O contrário de seriedade não é alegria, e sim descompromisso. Um grupo compromissado é aquele que se dedica à intenção do atingimento de metas e que faz aquilo que é necessário para o sucesso, sem perder a alegria. Ela move em nós energias que aumentam não só o nosso bem-estar, mas também a possibilidade de estarmos juntos de um modo que seja mais admirável. Claro que a alegria não é ficar brincando o tempo todo. A alegria é a possibilidade de não recusar os momentos em que a comemoração, o reconhecimento e a festividade devem vir à tona.
E na família, como os pais podem conservar a harmonia e um bom clima com os filhos para conseguirem competir com a internet e com as influências externas?
É uma consideração e uma orientação. A consideração é que a família não é e nem deve ser uma democracia. Adultos que entendam a família como uma democracia costumam fracassar no processo de formação dos filhos.
Uma democracia pressupõe direitos e deveres iguais. Numa família, os adultos responsáveis por crianças e jovens são as autoridades. Não há direitos nem deveres iguais. Que exista dignidade e respeito, não democracia, isto é, adultos que têm a tarefa de comandar, sem brutalidade e sem nada que arrisque a dignidade da outra pessoa, mas com firmeza naquilo que fazem.
Muitos pais acabam tendo uma submissão aos seus filhos e geram uma convicção muito perigosa nos jovens de que desejos são direitos. Desejos não são direitos, e sim vontades que precisam ser realizadas a partir de esforço.
Na minha casa, fizemos, quando meus filhos eram pequenos, a cada três meses, a semana sem micro-ondas, o que nos fazia ter que tomar todas as refeições daquela semana em conjunto. No começo, isso produzia um distúrbio, mas, aos poucos, aquilo se tornou um prazer imenso.
Outra coisa que fiz com os meus filhos e faço com os meus quatro netos é ensiná-los a cozinhar, desconectando-os e gerando neles a satisfação de terminar um prato, de ajudar, a servir e ouvir o outro dizer o que achou. É claro que você não vai colocar uma criança de quatro anos para manipular uma faca, mas ela pode lavar o tomate, descascar a mexerica, catar o feijão, e se envolver naquilo.
É muito comum você ter famílias que colocam os filhos para participarem da elaboração. A cozinha exige paciência, e o desenvolvimento dessa virtude faz com que a gente se desconecte daquilo que é desnecessário.
Você acha viável uma família propor uma semana sem internet, por exemplo?
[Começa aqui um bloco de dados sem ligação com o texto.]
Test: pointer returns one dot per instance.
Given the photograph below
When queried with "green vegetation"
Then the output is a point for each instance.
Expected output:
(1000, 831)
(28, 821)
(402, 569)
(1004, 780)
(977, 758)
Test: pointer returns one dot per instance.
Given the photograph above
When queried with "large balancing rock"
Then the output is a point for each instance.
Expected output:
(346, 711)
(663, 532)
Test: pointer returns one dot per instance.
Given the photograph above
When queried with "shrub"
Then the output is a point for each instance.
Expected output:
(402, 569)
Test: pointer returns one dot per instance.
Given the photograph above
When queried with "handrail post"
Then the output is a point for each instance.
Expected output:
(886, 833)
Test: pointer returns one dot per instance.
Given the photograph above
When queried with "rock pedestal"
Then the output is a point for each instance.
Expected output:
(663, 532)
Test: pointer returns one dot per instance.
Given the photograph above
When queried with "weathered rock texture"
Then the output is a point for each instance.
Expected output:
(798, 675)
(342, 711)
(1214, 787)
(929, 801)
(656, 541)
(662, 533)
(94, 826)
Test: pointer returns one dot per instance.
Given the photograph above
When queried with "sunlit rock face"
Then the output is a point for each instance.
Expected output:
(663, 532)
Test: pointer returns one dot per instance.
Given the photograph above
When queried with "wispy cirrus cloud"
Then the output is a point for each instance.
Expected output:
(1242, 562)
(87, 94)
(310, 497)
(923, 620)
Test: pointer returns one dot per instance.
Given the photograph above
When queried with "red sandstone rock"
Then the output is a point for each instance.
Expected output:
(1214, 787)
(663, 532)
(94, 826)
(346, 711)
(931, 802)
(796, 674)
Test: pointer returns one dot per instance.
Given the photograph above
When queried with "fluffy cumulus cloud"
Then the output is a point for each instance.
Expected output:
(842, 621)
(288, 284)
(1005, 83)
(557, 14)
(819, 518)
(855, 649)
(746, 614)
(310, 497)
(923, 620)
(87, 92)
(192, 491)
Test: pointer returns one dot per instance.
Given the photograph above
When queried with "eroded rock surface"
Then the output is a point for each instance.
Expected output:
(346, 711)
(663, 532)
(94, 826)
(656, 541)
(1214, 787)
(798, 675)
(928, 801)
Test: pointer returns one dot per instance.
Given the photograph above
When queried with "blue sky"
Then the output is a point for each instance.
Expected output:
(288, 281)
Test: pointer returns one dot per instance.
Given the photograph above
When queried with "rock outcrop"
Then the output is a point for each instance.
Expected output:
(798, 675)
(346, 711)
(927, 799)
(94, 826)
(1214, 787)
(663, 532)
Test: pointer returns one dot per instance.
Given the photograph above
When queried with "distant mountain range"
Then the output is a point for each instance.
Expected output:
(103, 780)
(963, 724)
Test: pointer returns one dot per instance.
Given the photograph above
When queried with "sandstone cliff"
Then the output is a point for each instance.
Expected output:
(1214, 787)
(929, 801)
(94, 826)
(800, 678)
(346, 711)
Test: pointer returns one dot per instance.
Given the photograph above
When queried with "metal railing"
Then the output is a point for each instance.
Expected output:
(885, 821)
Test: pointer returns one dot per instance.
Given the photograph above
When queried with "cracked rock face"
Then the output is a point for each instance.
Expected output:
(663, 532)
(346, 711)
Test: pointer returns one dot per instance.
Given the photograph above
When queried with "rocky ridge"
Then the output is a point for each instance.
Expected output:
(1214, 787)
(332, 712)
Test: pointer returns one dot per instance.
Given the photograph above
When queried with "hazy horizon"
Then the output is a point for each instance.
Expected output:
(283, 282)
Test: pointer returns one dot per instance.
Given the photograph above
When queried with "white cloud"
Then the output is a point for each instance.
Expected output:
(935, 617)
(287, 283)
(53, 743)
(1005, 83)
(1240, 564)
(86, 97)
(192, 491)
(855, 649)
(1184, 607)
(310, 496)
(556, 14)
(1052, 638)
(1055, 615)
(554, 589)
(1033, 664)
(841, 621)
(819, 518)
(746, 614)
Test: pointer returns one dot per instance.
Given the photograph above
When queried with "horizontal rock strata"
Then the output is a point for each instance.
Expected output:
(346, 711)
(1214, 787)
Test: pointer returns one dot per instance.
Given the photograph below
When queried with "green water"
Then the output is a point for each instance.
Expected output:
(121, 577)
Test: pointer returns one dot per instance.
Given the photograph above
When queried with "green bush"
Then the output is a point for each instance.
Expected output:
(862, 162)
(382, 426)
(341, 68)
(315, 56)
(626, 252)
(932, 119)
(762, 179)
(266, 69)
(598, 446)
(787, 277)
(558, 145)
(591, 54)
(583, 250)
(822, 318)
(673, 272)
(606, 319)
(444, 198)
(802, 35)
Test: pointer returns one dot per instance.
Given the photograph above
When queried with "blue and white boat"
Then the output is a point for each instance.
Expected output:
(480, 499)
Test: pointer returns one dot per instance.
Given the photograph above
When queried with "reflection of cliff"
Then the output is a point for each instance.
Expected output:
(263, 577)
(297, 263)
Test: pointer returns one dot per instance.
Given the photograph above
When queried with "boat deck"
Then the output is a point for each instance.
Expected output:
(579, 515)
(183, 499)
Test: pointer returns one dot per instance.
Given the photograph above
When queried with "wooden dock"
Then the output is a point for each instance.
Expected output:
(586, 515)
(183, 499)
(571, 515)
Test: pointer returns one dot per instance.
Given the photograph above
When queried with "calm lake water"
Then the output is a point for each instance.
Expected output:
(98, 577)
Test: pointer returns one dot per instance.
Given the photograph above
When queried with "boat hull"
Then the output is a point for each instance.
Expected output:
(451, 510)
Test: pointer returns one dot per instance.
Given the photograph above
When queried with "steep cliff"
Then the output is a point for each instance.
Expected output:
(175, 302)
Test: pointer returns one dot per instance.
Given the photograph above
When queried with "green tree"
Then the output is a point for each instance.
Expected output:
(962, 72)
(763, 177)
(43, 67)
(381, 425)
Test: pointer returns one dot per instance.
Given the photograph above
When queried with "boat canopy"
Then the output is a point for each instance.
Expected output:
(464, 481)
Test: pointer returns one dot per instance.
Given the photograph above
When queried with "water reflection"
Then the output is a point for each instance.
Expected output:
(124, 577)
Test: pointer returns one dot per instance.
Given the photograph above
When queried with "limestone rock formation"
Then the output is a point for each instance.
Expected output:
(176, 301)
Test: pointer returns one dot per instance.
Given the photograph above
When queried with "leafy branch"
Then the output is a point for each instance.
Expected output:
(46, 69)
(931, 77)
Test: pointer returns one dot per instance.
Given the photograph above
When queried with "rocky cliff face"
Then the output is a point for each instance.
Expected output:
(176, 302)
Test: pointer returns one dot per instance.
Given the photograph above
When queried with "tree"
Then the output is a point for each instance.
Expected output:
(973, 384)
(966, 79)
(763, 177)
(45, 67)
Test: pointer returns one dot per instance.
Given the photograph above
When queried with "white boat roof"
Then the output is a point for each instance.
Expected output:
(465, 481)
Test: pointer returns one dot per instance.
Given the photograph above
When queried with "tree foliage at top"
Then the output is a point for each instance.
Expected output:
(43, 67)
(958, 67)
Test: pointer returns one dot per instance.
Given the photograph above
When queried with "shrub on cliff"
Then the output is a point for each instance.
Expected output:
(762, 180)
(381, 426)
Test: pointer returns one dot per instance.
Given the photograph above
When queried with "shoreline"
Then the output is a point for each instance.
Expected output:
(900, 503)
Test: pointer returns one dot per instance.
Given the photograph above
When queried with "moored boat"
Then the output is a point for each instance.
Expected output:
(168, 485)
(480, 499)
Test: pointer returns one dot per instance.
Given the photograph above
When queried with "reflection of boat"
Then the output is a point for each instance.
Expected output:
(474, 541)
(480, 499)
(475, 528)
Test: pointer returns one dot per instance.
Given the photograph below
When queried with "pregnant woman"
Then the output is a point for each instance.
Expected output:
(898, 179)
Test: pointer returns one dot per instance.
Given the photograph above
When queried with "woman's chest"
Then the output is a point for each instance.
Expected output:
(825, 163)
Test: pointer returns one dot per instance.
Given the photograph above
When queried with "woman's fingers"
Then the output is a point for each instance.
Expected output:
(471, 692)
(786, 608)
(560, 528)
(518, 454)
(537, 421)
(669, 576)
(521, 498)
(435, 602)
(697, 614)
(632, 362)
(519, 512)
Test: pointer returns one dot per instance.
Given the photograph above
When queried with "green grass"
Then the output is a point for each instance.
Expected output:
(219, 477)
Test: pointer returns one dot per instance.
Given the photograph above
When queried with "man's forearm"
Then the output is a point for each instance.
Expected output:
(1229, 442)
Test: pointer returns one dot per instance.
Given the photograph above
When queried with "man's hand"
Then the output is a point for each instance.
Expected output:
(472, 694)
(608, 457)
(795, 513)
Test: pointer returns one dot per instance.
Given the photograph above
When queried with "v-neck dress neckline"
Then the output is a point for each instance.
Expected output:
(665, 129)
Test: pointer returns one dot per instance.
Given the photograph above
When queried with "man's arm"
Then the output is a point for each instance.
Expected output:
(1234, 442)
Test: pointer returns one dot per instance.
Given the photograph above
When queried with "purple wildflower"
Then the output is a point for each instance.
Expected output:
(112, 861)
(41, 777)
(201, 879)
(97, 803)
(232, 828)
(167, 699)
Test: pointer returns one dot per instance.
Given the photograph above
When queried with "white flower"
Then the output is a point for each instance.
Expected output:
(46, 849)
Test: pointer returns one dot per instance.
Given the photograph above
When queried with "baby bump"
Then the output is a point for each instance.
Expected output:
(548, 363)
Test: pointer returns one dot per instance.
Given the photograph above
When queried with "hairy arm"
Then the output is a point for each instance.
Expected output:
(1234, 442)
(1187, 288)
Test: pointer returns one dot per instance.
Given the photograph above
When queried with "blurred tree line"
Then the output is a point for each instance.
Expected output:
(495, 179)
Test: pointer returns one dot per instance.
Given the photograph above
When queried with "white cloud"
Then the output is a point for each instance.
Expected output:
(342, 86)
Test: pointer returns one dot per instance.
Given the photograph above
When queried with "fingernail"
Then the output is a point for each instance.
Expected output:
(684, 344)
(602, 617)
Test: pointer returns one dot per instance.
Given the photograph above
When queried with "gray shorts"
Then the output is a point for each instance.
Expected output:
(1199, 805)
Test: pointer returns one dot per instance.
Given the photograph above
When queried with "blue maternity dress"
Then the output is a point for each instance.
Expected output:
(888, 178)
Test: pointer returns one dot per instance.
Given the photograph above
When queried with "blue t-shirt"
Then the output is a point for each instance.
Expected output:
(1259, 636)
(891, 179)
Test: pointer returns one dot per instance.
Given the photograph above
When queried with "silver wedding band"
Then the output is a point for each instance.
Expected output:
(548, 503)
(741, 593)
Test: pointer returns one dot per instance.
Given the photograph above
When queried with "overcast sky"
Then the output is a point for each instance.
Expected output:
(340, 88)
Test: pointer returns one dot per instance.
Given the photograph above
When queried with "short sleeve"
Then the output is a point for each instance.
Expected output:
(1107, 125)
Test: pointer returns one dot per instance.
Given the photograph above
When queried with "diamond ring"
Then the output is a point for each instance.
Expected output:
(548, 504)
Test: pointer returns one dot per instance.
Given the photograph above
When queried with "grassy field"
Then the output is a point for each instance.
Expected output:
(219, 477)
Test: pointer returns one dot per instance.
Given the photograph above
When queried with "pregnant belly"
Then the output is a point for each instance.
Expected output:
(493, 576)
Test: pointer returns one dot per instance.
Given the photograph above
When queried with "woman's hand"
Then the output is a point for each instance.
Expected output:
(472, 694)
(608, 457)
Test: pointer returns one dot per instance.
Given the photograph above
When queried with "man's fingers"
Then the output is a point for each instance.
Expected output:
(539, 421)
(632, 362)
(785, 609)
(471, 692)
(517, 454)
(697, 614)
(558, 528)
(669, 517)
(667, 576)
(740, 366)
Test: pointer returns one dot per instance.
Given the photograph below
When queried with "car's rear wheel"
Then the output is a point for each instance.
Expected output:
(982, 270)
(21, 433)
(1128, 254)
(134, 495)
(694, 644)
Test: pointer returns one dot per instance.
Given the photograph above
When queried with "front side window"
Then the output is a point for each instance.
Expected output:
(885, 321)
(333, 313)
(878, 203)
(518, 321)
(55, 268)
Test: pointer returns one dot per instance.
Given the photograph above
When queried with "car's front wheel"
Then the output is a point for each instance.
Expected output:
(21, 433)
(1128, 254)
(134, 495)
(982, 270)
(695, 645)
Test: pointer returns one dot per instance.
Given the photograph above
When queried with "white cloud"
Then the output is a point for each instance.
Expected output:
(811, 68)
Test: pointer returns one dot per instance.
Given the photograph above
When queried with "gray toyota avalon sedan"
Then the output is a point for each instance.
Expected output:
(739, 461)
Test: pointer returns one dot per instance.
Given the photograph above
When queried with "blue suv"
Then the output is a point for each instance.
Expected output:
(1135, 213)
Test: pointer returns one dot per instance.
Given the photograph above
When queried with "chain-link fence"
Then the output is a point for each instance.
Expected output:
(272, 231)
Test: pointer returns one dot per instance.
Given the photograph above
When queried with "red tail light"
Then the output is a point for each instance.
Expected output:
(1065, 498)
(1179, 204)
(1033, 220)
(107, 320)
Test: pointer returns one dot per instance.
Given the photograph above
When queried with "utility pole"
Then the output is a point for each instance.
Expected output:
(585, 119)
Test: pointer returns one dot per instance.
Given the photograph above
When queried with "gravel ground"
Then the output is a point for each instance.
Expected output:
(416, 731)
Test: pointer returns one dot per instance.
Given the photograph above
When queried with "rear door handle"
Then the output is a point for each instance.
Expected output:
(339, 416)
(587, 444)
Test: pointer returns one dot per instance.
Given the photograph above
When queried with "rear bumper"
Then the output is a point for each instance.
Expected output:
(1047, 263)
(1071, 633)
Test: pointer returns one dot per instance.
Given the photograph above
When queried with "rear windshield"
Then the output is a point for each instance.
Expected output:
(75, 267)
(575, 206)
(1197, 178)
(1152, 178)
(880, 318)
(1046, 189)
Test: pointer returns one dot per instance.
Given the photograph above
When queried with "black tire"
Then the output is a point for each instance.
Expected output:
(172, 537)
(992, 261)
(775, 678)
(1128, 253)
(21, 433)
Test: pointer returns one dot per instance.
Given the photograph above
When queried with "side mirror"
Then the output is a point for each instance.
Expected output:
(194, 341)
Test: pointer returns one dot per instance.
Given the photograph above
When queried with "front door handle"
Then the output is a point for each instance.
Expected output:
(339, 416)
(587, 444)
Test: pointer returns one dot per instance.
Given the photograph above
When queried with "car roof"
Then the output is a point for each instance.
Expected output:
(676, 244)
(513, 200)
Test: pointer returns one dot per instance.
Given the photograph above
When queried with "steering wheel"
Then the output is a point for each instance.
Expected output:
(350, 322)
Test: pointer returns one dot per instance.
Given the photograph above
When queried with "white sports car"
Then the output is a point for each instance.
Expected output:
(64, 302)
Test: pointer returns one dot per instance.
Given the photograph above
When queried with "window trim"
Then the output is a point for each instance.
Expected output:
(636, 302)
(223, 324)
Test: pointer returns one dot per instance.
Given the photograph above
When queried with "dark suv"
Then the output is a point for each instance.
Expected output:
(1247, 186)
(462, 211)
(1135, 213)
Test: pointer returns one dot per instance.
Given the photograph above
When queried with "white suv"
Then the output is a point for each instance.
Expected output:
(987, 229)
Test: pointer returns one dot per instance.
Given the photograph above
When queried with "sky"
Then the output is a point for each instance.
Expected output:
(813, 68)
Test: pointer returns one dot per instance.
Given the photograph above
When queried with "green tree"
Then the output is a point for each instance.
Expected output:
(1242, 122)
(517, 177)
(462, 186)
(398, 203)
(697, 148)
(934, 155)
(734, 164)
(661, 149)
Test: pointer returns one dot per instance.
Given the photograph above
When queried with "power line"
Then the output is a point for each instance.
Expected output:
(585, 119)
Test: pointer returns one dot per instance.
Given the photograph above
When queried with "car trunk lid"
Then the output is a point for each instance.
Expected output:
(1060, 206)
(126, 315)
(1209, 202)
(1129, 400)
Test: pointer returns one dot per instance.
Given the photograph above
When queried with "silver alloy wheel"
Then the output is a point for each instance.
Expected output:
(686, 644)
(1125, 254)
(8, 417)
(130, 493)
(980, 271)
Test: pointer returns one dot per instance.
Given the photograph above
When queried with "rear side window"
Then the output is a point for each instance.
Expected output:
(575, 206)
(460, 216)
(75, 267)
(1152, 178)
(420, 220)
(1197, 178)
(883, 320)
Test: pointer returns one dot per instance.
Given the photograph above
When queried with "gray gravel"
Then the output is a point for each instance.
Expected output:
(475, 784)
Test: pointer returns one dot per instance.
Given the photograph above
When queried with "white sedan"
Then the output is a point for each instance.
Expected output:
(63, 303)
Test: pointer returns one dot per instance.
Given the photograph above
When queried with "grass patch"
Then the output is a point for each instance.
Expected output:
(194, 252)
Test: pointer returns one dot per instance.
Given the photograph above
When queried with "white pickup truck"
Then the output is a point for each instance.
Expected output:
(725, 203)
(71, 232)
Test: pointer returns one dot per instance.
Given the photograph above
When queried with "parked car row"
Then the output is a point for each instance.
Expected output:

Não tem necessidade, porque a internet está muito conectada ao nosso modo de vida, comunicação, capacidade de vigilância e trabalho. Mas, pode-se fazer com que ela seja colocada de um modo que não é contínua. Há muitas pessoas que já fazem isso hoje. Eu conheço muitos jovens de 18, de 20 anos que, quando chegam num restaurante, por exemplo, ou numa balada, fazem uma combinação de todos deixarem os celulares sobre o centro da mesa. Ou seja, é possível interromper a rotina de maneira que possamos ter outros olhares.
Como o cooperativismo pode contribuir para a transformação do meio em que vivemos?
O cooperativismo é a única alternativa que nós temos para não desagregar o conjunto da humanidade. Há muitas sociedades que são cooperativas, mas nas quais não há janelas para o termo cooperativismo. Eu conheço muitas comunidades – especialmente em nações indígenas no Brasil ou mesmo em grupos na África, nas sociedades tribais – que têm uma vida cooperativada, sem que haja o conceito formal ou a necessidade de organização de uma estrutura.
No conjunto da humanidade, o cooperativismo, com a sua percepção de trabalhar junto, de colaborar e de partilhar o resultado daquilo que tem, é a única maneira que temos de não apodrecer nossa condição de vida coletiva. Por isso, é sempre uma forma de orientação daquilo que vai impedir a falência da nossa capacidade de vida em conjunto. Portanto, não é isento de questões, problemas e turbulências. Mas, tal como disse Churchill, que a democracia é o pior dos modos de governo, exceto todos os outros, nós também podemos dizer que o cooperativismo é a pior forma de trabalho em conjunto, exceto todas as outras.